Joyce Nierenberg loved listening to Johnny Cash. On Vinyl and CDs. She loved cats, and dogs, and feeding raccoons outside our house in Defiance, Missouri. She loved the city of Chicago, where she and her husband, Fred, were born and got married. She loved hummingbirds and people gave her figurines of them for every birthday and holiday. She really liked margaritas, white wine, and bad junk food, like 1970s-style real junk food. The good stuff.
My mom loved me. And she loved my husband, Bill, and his kids like they were own grandchildren. She gave thoughtful gifts for holidays and loved decorating for Christmas.
She liked telling stories of when she worked for the steamship line in Chicago and how when my dad met her, he loved her hands. They eloped. She was Christian, he was Jewish. They made everyone angry. He left her way too soon. They were just getting into their groove with me out of the house after college.
She loved her Grandma Effie and Uncle Ludy. They protected her when she was a child as much as they could.
She loved reminding me when I was little that girls could do anything and was excited that I did exactly what I wanted to do. I wouldn’t be anything without her.
She loved her ladies who lunch group and was the one who kept them all organized. She loved nice perfume and wearing turquoise and pink. So much turquoise. Her closet is filled with at least a dozen turquoise shirts.
She loved books and watching weird treasure hunting shows on her kindle. She was quirky and full of information, a lot of trivia and history of our family that I wish I could remember now. It was important to her that I know about being both Jewish and Christian. And watching TV with her as a kid, she would point out all the half-Jews, so I knew that it was a good thing to be.

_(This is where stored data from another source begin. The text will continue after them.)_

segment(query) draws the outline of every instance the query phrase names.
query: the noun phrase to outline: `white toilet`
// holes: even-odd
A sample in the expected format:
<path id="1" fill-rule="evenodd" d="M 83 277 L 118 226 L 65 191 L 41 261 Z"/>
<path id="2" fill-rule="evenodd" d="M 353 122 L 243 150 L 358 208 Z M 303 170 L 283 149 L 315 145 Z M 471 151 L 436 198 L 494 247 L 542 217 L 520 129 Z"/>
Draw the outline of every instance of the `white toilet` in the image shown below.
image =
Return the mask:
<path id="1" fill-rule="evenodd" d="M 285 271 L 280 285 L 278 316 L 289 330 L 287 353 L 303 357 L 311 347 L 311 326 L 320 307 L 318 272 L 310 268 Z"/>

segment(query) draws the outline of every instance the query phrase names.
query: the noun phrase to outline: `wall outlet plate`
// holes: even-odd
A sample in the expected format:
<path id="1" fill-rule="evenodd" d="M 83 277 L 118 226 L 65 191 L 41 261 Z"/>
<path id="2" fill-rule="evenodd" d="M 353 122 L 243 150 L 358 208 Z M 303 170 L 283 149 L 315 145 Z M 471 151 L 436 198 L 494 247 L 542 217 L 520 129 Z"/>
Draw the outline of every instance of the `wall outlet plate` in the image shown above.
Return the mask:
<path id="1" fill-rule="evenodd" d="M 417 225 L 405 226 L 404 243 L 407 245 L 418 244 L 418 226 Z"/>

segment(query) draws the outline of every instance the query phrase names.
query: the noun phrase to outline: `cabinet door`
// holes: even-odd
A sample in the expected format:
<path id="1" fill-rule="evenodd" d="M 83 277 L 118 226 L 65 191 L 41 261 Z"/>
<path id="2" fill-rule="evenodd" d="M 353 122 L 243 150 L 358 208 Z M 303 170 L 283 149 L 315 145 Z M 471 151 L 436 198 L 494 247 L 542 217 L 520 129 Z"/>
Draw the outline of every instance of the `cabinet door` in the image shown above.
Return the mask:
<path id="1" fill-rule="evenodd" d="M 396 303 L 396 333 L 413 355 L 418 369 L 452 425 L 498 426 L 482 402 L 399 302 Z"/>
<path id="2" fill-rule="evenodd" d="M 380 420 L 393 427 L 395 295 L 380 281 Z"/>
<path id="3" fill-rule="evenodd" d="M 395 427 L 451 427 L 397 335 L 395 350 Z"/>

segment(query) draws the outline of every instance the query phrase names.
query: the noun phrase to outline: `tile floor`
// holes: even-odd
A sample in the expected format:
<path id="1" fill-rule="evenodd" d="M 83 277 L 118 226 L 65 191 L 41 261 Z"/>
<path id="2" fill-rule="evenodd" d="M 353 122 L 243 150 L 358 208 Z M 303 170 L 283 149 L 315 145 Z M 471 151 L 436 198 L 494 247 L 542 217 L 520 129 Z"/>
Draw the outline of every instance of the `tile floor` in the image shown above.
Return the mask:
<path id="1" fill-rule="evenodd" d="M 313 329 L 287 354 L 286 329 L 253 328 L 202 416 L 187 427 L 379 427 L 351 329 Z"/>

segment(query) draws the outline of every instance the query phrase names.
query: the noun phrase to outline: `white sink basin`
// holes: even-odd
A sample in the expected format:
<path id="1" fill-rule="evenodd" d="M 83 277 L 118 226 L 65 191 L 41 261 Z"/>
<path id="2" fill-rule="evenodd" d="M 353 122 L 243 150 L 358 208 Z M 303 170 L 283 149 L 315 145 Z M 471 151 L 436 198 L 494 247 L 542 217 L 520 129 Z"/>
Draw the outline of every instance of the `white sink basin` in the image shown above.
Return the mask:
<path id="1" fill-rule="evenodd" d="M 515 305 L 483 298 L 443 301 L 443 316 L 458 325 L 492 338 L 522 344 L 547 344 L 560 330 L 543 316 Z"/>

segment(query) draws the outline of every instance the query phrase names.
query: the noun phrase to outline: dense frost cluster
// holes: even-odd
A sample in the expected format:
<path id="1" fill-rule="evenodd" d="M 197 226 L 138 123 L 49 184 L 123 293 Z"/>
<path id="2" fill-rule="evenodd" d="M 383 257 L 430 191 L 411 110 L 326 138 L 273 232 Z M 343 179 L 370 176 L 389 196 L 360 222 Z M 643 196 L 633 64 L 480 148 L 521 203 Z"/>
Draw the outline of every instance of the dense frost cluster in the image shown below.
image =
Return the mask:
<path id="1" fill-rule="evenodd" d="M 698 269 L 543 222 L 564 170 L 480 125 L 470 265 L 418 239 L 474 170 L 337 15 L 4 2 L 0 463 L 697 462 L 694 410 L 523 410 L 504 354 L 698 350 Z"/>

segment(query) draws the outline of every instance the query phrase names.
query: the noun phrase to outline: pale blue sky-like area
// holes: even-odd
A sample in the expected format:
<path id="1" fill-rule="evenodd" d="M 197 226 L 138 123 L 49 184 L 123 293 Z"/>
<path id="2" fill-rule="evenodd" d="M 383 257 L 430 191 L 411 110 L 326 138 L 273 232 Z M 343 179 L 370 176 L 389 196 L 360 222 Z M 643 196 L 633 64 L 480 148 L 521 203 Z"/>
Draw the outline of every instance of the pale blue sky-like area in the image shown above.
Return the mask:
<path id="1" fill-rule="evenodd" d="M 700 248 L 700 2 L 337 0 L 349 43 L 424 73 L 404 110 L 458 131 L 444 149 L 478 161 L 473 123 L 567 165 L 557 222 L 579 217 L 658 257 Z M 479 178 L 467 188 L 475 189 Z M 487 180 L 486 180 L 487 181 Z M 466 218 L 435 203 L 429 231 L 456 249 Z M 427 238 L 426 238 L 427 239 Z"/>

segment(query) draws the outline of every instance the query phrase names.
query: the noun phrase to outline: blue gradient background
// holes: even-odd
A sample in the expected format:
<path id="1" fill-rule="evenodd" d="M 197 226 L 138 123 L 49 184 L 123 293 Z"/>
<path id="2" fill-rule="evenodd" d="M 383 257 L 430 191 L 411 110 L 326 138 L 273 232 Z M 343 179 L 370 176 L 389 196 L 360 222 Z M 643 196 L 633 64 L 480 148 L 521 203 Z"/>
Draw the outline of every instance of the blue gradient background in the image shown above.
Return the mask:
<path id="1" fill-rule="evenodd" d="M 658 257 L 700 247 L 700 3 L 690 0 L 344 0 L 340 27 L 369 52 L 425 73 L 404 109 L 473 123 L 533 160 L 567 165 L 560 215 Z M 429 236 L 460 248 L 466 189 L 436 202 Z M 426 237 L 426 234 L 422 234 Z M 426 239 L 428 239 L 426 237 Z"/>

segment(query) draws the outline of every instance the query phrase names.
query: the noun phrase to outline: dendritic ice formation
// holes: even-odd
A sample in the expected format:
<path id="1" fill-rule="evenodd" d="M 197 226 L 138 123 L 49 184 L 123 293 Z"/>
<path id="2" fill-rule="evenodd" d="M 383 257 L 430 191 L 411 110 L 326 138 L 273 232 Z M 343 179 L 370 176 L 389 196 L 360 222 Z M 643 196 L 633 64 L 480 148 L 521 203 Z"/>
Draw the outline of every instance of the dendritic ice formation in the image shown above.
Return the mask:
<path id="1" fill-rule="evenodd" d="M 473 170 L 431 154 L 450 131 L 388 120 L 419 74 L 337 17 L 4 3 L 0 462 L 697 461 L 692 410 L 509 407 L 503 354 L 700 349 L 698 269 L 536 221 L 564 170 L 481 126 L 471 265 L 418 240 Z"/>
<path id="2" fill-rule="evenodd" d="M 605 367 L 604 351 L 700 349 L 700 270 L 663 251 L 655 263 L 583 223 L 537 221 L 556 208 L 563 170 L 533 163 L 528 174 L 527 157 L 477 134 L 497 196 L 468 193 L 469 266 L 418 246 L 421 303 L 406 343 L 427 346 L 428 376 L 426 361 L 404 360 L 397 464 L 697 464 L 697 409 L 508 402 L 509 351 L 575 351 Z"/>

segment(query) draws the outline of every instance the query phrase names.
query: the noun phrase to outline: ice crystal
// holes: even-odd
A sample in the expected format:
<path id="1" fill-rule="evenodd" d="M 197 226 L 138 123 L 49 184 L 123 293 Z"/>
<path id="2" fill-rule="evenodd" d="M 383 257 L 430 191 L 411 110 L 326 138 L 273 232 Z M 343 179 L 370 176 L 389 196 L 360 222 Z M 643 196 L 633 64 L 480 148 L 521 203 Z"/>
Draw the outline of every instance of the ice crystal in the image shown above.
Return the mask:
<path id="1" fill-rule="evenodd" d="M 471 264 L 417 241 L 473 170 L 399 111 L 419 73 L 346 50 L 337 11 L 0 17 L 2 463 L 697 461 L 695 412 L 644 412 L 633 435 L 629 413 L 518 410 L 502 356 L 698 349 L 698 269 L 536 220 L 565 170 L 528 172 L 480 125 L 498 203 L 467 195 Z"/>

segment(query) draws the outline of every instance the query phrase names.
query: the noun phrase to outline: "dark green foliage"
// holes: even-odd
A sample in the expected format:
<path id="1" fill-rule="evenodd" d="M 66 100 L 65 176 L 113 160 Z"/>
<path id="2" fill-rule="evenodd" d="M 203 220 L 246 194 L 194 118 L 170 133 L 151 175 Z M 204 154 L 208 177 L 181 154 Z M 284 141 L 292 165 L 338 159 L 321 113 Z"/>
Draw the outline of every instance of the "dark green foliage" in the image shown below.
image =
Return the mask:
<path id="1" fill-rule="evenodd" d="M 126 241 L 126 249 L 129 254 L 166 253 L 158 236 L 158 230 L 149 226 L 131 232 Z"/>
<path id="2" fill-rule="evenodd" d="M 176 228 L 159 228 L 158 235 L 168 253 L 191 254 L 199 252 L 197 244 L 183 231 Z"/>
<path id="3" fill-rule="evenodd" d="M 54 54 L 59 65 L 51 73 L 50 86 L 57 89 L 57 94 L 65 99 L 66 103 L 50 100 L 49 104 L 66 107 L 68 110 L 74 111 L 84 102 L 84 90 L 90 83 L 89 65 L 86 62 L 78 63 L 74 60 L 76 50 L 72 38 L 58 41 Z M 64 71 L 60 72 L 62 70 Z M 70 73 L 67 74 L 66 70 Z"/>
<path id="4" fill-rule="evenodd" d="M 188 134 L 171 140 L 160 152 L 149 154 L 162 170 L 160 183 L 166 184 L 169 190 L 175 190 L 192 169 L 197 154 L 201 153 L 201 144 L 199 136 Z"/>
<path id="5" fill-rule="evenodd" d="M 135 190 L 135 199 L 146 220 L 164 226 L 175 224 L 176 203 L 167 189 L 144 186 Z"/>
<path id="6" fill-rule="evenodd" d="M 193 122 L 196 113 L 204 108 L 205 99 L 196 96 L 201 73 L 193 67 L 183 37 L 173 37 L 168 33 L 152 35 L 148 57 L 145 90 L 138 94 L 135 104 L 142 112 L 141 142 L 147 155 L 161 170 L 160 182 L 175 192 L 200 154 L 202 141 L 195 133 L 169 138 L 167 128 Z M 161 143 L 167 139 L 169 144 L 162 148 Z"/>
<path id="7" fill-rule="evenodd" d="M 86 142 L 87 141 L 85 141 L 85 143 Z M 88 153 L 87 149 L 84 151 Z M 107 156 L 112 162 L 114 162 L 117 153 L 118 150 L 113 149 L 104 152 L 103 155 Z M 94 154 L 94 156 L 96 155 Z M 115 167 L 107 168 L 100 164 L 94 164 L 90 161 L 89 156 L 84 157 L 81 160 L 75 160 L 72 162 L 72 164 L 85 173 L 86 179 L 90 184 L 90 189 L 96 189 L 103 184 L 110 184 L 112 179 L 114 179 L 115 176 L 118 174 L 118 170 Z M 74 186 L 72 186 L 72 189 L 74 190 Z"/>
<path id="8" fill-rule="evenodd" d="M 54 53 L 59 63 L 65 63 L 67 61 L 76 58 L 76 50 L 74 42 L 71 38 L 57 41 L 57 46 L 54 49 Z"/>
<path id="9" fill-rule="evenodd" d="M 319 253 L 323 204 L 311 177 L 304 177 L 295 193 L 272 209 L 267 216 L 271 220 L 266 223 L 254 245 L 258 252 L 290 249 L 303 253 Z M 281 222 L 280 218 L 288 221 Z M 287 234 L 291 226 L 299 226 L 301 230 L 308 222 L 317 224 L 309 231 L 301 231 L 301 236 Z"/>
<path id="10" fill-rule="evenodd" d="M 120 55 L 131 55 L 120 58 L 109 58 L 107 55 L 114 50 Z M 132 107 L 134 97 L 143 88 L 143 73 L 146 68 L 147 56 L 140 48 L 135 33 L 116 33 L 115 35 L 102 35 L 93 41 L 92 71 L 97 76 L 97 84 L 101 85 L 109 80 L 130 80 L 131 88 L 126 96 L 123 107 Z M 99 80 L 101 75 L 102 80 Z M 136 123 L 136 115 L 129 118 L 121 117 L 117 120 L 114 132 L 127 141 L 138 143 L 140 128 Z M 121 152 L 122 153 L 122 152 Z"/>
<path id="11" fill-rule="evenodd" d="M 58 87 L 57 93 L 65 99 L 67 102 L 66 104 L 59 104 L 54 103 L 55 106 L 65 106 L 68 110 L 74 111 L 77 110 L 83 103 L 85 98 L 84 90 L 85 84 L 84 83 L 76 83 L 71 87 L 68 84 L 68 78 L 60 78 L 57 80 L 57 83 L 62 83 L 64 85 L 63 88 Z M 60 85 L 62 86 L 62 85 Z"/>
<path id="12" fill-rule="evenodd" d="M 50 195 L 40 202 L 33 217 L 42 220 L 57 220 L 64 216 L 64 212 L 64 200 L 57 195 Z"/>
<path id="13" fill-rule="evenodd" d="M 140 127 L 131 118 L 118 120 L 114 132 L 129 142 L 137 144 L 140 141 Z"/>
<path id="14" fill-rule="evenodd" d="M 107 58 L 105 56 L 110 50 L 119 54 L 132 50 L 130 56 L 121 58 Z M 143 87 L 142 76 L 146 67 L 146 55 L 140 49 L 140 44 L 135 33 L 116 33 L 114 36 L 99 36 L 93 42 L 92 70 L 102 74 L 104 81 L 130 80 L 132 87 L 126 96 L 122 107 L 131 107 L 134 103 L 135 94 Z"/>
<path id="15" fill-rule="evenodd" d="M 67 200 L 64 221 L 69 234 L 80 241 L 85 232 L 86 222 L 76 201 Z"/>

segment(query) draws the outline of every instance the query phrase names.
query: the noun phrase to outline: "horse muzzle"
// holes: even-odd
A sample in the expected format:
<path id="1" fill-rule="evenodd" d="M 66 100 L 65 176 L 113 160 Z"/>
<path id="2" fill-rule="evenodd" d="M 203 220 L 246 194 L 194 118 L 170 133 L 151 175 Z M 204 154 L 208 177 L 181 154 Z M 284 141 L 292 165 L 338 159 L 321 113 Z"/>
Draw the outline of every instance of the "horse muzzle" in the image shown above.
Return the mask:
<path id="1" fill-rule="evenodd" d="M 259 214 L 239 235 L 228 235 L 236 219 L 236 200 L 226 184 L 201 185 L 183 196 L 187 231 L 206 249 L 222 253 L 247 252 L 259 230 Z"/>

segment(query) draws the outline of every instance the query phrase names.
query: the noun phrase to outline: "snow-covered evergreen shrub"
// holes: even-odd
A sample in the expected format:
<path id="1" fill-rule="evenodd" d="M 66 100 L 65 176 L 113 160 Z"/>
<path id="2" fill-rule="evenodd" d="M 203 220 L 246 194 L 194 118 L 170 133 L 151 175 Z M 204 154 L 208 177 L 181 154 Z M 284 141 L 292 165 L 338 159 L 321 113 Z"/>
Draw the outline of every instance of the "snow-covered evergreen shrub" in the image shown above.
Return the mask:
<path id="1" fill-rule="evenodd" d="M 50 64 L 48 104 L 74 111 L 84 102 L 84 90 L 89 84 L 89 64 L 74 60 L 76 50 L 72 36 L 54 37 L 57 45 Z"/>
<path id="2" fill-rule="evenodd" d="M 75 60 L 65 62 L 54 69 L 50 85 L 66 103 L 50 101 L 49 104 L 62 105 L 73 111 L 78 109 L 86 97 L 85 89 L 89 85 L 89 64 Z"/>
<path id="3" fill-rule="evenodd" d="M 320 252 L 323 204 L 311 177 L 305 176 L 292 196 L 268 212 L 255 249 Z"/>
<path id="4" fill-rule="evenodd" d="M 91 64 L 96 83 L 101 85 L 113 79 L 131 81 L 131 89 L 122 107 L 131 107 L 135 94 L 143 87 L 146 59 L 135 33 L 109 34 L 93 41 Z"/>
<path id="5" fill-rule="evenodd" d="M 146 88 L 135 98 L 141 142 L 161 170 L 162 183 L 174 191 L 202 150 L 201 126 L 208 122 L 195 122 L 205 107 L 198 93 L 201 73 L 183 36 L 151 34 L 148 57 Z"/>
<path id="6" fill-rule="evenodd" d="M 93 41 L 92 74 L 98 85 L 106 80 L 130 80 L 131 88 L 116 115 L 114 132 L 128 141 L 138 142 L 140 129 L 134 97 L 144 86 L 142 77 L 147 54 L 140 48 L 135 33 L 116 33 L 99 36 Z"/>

She didn’t suffer fools gladly and always stuck up for me. She taught me to march to my own drummer, as she liked to say.
She kicked ass at Scrabble and crosswords. She would pickle and can anything that would fit in a jar.
She loved New Orleans and eating gumbo with big ol’ claws sticking out of the bowl with my dad on their honeymoon. She loved that I got married there and really loved my wedding. She always said that I threw a good wedding and a good funeral. I’m afraid I can’t do that this time.
Joyce appreciated a good garage sale and finding schlock. She loved to crochet and was super crafty, which is not a gene that translated to me.
She and I both love shoes. So many shoes. And when I wrote letters to her from when I was Peace Corps, I always signed off with “Shoes!” I have never been more loved than by her.
She talked about being in her early 20s, going cross-country with her best friend and then taking a cruise to Hawaii. The captain flirted with her and boys on the beach wanted to teach her to surf.
She had tremendous faith in God and knew that she would see all those who went before when she died.
I was so angry when she got sick. Angry at the diseases that took her and angry at her. I’m so sorry. I was scared. And I am afraid now, too, to live my life without her.
The woman was brave and smart—even though she never had the opportunity to go to college. Her life was hard from the beginning, and she did everything she could to make my life better than hers. I am not sure how I will go on without her, but she taught me to be strong. I will try to be more like her—sweet, mostly; funny, with a good chuckle; fierce, when it’s needed; full of love for those who deserve it; and generous in spirit and gifts. I love you, mommy.
Joyce Jeannine Nierenberg was born on February 18th, 1939. She died on March 6th, 2024.